Whistleblower Alleges Major Cybersecurity Failures
A former top security executive at WhatsApp has filed a federal lawsuit against Meta, claiming the company systematically violated cybersecurity regulations. Attaullah Baig, who served as WhatsApp’s head of security from 2021 to 2025, also alleges he was retaliated against after raising concerns internally.
Earlier, Meta Unveils AR Glasses with Heart Rate Monitoring & Navigation. Meta has announced the release of its next-generation AR glasses, Aria Gen 2, designed primarily for research purposes.
Engineers Had Unchecked Access to User Data
According to the complaint filed Monday in San Francisco federal court, Baig says that around 1,500 engineers had unrestricted access to user data. This, he claims, violated a 2020 U.S. government order that imposed a $5 billion fine on Meta over data privacy violations.
Baig’s 115-page complaint states that internal testing revealed engineers could “move or steal user data” such as contact lists, IP addresses, and profile photos — all without detection or an audit trail.
Repeated Warnings Ignored by Leadership
The lawsuit claims Baig repeatedly alerted senior leadership, including WhatsApp head Will Cathcart and Meta CEO Mark Zuckerberg. Despite this, no action was taken, and Baig alleges he was targeted with retaliation.
Starting in 2021, he says he received negative performance reviews and verbal warnings. In February 2025, he was ultimately terminated for what Meta claimed was “poor performance.”
Meta Allegedly Blocked Key Security Features
Baig also accuses Meta of intentionally blocking key security measures aimed at preventing account takeovers. According to him, over 100,000 WhatsApp users were being affected daily by account hijackings.

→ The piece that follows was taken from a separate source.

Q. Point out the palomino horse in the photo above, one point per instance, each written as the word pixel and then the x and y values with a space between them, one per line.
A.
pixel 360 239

Instead of prioritizing security, the lawsuit claims Meta chose to focus on user growth, ignoring known vulnerabilities.
Meta Denies Allegations, Calls Them “Distorted”
Meta has strongly pushed back on the claims. In a statement, Carl Woog, WhatsApp’s VP of Communications, said:
“Sadly, this is a familiar playbook in which a former employee is dismissed for poor performance and then goes public with distorted claims.”
He added that Baig’s work had been evaluated by multiple senior engineers and found lacking. The company also disputed Baig’s title, claiming he was not the head of security but a lower-level engineer.
Government Previously Dismissed Complaint
Meta pointed out that the U.S. Department of Labor’s Occupational Safety and Health Administration had already dismissed a related complaint by Baig. That ruling concluded that Meta had not retaliated against him.
Whistleblower Seeks Damages, Reinstatement
In his lawsuit, Baig is seeking reinstatement, back pay, and compensatory damages. He is also calling for regulatory enforcement action against Meta.
Before joining WhatsApp, Baig held cybersecurity roles at PayPal, Capital One, and other financial institutions.
Meta Faces Broader Scrutiny
The lawsuit adds to growing concerns about Meta’s handling of user data across platforms including Facebook, Instagram, and WhatsApp. The 2020 consent order from the U.S. Federal Trade Commission remains in effect until 2040, following Meta’s involvement in the Cambridge Analytica scandal.
Additional Complaints on Child Safety Research
On the same day Baig’s lawsuit was filed, the Washington Post reported that current and former Meta employees claim the company suppressed internal research about child safety risks in its virtual reality platforms.
Meta denies those claims as well, insisting it complies with privacy laws and prioritizes youth safety.